I have to use the HMMScan tool to map a HMM alignment with a specific PDB.

So, I don't know how to re-index the family residues based on a crystal structure. I didn't understand the output yet.

Someone could help me with this?


  • Query start/end - The start/end of the MEA alignment of this domain/hit with respect to the profile HMM, which directly relates to the query sequence for phmmer. For hmmsearch, the number corresponds to the match states that HMMER determined from the initial input alignment.
  • Target Envelope - the domain envelope on the sequences defines a subsequence for which their is substantial probability mass supporting a homologous domain/hit, whether or not a single discrete alignment can be identified. The envelope may extend beyond the positions of the MEA alignment.
  • Target Alignment - The start/end of the maximum expected accuracy (MEA) alignment of this domain with respect to the target sequence.
  • There can be multiple hits per sequence because HMMER performs local-local searches (meaning any subsequence of the query model can align to any subsequence of the target sequence).

The position values are basically telling you the start and end of the alignment between query sequence and model. The reason they're not at the same positions is because they're telling you different things. The start/stop of the query sequence is telling you the place within your peptide the domain was found. The model positions tell you the place where your query matched the model for that domain.

Your protein won't contain one domain encompassing the whole sequence, and just because you hit against a domain doesn't mean you match the whole model for that domain.

They're not the same length because HMMER may have inserted gaps into your target sequence or in the model for that domain during the alignment. Basically it is saying "this part of your query looks more like this part of this domain than one would expect by chance".

I'm not sure what you mean by "match up", but if you mean "where in my peptide is this domain", you only need to look at the positions that refer to your query sequence.

Hummm I understand...

But, if I have to re-index the model based on the position that it matches the query.

If I have:

MODEL aarGkelftanCaaCHgaggggakqggapnlsgaaerysadsiaairanprqvsap..........avafekkpltaemparkqltdqeiadlaaYlms

MATCH  +++Gk++f  +C++CH ++ gg+ +  +pnl g+  r+++++ + +++++++ +              +++k+ ++++m+     +++e+adl+aYl++


If my alignment starts on position 3 and the model begins on position 1, it means that I have to re-index my residue 1 to 3. But I don't know what to do with the inserts and the gaps...

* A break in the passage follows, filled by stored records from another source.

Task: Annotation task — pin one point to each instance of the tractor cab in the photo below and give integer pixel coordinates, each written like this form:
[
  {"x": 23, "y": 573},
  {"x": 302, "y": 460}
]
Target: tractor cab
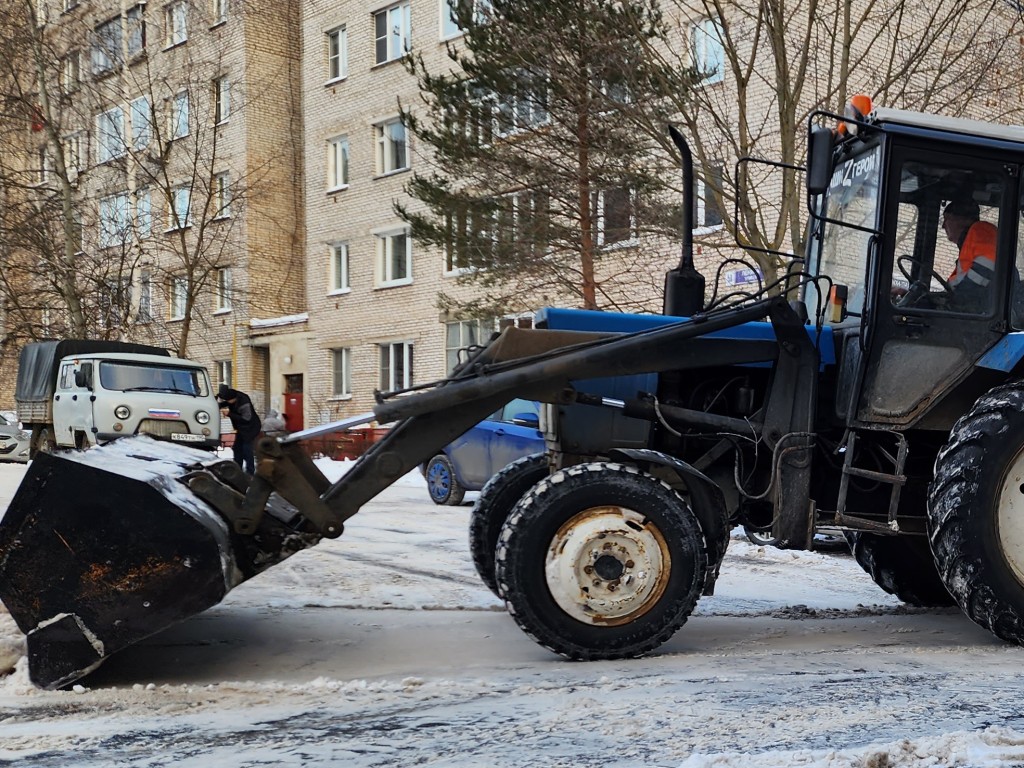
[{"x": 915, "y": 222}]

No, it means that the alignment starts at the 3rd residue of your query sequence.

ex: query = CCBABA, target = BABA



The alignment goes from 3-7 in your query sequence. This doesn't mean that residue 1 (C) becomes residue 3.

I don't think I'm sure I understand what you mean by "reindex", what are you trying to do with the output of HMMER?

"For comparison
with a crystal structure the family residue pairs should be re-indexed to be
consistent with the Pfam domain mapping in the PDB protein"

"Once we have a list of ranked pairs of directly coupled HMM columns we can use them for
validation in a known protein crystal structure. This is done to verify that these are real contacts
in a protein domain, or for analysis"

That is what I have to do. Map the alignment and then re-index the positions on HMM according with the PDB. I need to know the position of the amino acids to obtain the contact map.

I think what they're saying is that you only keep the parts of the query that aligned with the HMM. Throw out everything else.



You would only keep BABACAT from your query sequence. The first B becomes residue 1. You can use Gblocks for this.

As far as giving each sequence a position (index), you just give them the value in the model. E.g. if Query 1 aligned to HMM 8, you give that base an index of 8.

Can you link the paper you're quoting?

HMM is sequence based, not structure based. You might wanna get the FASTA file from PDB for the structure you have and use HMMScan against the obtained FASTA sequence.

Yes, that's correct. I am using the FASTA sequence from a specific PDB.

I still don't understand the output file from HMMScan. For example: I am using the PF00034 and PDB 1J3S.

The alignment starts on residue 3 and ends on residue 100. The model starts on residue 1 and ends on residue 89. How can I match these things?

I see 3->102, not 3->100

It is not clear what your question is. HMMScan aligns the alignable part of your query sequence to the HMM. Your query sequence has two additional residues at the N-terminal and some other insertions that are not present in the HMM.